Patients suffering from a type of skin cancer known as melanoma who also carry genetic variants in the gene MC1R - associated with red hair and freckles - have 42% more mutations in their cancers compared to individuals without these variations, reports a study published in Nature Communications this week. These findings have implications for understanding individuals’ risk of developing melanoma.
The protein MC1R, or the melanocortin 1 receptor, is involved in skin pigmentation. It is well known that some individuals carry genetic variants of MC1R: two copies of these so-called ‘R variants’ are associated with red hair, while people with one copy of an R variant do not generally have red hair but show altered responses to UV, or sun exposure, compared to people with no R variants. MC1R variants are also known to be associated with an increased risk of developing melanoma.

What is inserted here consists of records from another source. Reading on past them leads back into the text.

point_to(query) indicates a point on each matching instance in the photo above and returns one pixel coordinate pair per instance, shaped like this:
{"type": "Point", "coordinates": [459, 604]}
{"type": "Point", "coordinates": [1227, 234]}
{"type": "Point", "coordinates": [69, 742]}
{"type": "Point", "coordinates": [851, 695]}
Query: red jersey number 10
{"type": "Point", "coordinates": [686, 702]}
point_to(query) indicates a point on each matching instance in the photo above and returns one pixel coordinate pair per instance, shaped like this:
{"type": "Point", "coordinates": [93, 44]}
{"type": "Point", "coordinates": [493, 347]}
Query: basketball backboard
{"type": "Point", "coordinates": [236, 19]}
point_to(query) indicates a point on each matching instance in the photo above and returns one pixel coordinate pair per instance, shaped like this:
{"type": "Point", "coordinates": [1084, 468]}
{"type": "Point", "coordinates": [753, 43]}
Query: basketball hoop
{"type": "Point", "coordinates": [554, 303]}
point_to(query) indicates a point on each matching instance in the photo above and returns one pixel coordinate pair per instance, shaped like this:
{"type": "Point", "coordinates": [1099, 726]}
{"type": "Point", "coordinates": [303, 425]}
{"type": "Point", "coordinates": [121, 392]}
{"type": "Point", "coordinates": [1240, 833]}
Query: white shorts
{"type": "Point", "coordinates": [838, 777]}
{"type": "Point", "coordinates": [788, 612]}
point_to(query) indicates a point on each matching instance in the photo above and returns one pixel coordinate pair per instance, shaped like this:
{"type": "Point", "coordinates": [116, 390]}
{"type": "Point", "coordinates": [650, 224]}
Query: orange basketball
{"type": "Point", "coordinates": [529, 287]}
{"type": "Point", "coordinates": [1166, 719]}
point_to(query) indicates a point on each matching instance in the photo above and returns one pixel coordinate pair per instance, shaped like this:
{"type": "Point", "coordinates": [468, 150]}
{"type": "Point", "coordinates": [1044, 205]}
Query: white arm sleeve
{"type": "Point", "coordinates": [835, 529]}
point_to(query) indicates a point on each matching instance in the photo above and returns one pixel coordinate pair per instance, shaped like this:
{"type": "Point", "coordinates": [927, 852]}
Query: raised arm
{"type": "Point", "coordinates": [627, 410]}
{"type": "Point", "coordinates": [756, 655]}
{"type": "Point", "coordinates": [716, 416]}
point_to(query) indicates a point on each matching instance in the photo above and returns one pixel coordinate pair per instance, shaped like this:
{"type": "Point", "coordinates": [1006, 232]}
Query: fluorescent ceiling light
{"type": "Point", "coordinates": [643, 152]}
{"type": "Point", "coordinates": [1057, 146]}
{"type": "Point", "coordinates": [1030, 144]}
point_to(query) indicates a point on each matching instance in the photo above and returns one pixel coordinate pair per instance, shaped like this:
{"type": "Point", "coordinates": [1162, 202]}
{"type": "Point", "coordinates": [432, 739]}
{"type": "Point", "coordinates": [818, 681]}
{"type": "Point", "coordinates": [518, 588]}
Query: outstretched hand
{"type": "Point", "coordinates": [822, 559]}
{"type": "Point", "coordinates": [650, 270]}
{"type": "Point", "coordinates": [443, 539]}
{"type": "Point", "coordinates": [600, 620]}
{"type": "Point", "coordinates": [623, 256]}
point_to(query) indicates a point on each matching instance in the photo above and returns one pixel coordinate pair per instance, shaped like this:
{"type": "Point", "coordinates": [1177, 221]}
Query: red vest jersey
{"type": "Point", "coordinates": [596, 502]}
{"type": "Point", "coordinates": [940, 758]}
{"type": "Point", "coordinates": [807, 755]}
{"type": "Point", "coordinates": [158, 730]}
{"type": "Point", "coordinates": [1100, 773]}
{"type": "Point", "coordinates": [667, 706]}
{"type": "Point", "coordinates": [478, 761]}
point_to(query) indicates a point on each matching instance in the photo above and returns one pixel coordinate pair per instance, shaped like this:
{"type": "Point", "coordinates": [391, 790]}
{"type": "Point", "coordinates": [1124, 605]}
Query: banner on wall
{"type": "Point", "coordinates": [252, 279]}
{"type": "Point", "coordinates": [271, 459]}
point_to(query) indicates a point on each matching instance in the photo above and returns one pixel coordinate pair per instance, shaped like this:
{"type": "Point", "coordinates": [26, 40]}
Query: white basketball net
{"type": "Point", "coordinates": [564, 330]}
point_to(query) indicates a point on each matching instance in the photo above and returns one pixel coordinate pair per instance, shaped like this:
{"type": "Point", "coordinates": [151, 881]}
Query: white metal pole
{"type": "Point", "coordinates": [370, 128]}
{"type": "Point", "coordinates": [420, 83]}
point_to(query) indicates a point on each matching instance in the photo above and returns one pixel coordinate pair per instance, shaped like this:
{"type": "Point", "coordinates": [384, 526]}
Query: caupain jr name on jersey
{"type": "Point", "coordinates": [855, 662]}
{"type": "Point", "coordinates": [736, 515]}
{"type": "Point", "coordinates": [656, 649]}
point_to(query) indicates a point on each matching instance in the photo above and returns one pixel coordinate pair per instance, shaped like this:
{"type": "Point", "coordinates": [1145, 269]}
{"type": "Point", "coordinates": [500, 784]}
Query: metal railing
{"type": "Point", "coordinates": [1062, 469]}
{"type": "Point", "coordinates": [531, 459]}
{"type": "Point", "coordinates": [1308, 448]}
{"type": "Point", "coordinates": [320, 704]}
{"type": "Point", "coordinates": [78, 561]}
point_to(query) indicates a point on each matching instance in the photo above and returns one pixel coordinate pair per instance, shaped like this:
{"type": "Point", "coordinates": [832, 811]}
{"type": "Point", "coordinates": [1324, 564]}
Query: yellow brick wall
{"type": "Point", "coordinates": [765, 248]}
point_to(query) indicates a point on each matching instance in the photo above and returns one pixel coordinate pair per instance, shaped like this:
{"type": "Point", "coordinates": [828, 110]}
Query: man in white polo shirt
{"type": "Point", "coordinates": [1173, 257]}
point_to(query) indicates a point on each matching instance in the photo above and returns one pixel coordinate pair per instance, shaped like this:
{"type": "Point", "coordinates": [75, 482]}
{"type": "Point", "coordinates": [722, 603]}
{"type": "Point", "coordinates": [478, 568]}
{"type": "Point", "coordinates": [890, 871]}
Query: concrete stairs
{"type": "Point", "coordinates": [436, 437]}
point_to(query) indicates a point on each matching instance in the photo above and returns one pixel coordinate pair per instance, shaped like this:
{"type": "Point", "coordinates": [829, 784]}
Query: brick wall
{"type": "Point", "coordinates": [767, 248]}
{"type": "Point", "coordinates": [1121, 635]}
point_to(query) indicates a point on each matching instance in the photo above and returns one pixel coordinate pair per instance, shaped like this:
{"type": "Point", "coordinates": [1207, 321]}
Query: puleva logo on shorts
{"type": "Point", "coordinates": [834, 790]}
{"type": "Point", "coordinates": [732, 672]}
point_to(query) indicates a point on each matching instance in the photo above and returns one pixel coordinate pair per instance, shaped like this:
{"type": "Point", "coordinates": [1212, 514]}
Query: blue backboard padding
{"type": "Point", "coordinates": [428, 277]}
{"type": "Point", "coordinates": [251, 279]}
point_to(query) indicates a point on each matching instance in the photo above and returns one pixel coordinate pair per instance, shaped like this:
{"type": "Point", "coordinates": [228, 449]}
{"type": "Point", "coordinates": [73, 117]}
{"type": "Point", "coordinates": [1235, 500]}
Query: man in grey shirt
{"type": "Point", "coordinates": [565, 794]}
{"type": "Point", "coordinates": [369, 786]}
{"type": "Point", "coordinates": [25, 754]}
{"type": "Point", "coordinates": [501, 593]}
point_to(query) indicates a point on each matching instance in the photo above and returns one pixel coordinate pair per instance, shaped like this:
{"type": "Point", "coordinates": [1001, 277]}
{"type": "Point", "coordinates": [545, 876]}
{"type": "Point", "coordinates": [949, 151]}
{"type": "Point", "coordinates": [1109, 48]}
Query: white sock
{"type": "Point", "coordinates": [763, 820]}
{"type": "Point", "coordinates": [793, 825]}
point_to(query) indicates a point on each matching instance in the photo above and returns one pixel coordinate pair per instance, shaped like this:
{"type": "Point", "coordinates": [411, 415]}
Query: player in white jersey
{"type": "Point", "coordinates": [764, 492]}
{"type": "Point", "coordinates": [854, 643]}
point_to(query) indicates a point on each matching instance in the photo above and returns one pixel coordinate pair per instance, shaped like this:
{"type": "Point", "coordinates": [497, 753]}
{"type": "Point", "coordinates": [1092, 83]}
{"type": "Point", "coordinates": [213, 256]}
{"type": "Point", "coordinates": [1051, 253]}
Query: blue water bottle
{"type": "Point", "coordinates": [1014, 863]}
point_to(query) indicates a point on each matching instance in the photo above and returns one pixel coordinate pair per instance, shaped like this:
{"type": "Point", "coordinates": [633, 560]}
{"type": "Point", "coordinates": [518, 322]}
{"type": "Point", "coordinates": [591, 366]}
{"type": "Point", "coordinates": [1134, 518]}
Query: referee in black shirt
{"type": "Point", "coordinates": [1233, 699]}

David Adams and colleagues investigated how many mutations were present in melanoma samples taken from cohorts of patients with and without R variants. They analysed two previously published datasets composed of 273 and 132 melanoma samples each, including sequenced DNA information from the samples. They found that individuals with one or two R variants displayed an increase in the number of mutations in the DNA of their melanoma samples compared to those with no R variants. When they examined only one specific type of mutation (involving a base change from C to T) in the melanomas of patients with one or more R variants, they found an increase of 42% in the number of these mutations in the melanoma samples of these patients.
In addition, the authors found that another factor associated with an increase in the number of mutations was age: each year of age was associated with a 1.7% increase in the number of mutations in the melanoma samples.